Military Governor of Benue State
- In office 21 Jul 1988 – 2 Jan 1992
- Preceded by: Idris Garba
- Succeeded by: Moses Adasu

Personal details
- Born: December 20, 1950 (age 75) Gawu, Suleja LGA, Niger State, Nigeria

= Fidelis Makka =

Nigerian politician and army officer (born 1950)

Lt. Colonel Fidelis Makka (born 20 December 1950) was Military Governor of Benue State, Nigeria from 21 July 1988 to 2 January 1992 during the military regime of General Ibrahim Babangida.

==Background==

Fidelis Makka was born on 20 December 1950 in Gawu, Suleja, Niger State. On 4 January 1971, he enlisted as a reader officer at the Nigerian Defence Academy, Kaduna, and on 23 June 1973 he was granted regular combatant commission. He served in the United Nations Interim Force in Lebanon from May to November 1976. He attended the Senior Staff Course at the Armed Forces Command and Staff College, Jaji from September 1981 to June 1982. Other posts were Commander 142 Infantry Battalion, Nigerian Army in 1978 and Staff Officer at the Military Secretary's Office, Army Headquarters.
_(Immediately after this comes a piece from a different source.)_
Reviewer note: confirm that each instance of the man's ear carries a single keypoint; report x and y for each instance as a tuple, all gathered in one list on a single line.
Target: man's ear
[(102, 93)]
Makka was the Deputy Defence Adviser to the Nigerian Embassy in the Republic of Cameroon before being appointed Governor of Benue State.
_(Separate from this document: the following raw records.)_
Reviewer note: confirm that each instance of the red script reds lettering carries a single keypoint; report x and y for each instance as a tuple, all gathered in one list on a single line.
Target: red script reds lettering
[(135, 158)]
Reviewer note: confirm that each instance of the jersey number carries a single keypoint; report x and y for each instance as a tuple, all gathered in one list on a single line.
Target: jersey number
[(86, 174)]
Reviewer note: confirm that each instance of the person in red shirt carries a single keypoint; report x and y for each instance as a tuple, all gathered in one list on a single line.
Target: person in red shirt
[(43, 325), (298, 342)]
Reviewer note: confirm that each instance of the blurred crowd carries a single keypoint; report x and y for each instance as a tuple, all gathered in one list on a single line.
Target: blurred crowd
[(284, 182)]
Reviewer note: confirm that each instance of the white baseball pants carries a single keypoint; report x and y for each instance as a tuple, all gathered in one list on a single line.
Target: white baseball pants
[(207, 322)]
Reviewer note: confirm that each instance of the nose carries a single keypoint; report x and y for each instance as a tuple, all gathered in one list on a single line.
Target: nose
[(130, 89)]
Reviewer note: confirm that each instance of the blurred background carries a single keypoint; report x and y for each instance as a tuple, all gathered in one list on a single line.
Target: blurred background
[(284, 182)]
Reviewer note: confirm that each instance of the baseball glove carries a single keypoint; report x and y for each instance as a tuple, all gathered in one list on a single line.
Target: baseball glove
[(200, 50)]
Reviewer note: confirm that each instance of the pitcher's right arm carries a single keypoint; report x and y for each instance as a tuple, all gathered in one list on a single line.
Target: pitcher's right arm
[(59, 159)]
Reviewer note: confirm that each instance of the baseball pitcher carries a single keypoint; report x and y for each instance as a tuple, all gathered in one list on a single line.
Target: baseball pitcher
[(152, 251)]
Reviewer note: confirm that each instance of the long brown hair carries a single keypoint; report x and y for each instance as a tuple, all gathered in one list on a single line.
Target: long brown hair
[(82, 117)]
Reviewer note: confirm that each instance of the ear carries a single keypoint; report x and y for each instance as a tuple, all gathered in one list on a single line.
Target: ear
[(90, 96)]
==Governor of Benue State==

General Ibrahim Babangida appointed Lt. Colonel Fidelis Makka as Military Governor of Benue State on 21 July 1988, a post he held until 2 January 1992. He was an energetic and determined administrator committed to transparency of government. He systematically completed abandoned projects that the Aper Aku civilian administration had started. He re-designed and completed the Aper Aku Stadium, built the IBB Square, Fidelis Makka Library and Pauline Makka Women's Centre, and completed six general hospitals. He repaired roads, rehabilitated water works, and extended rural electrification. He established Benue State University by edict in 1991. He forced the people to clean their environment under the supervision of soldiers in monthly environmental sanitation exercises that later became institutionalized.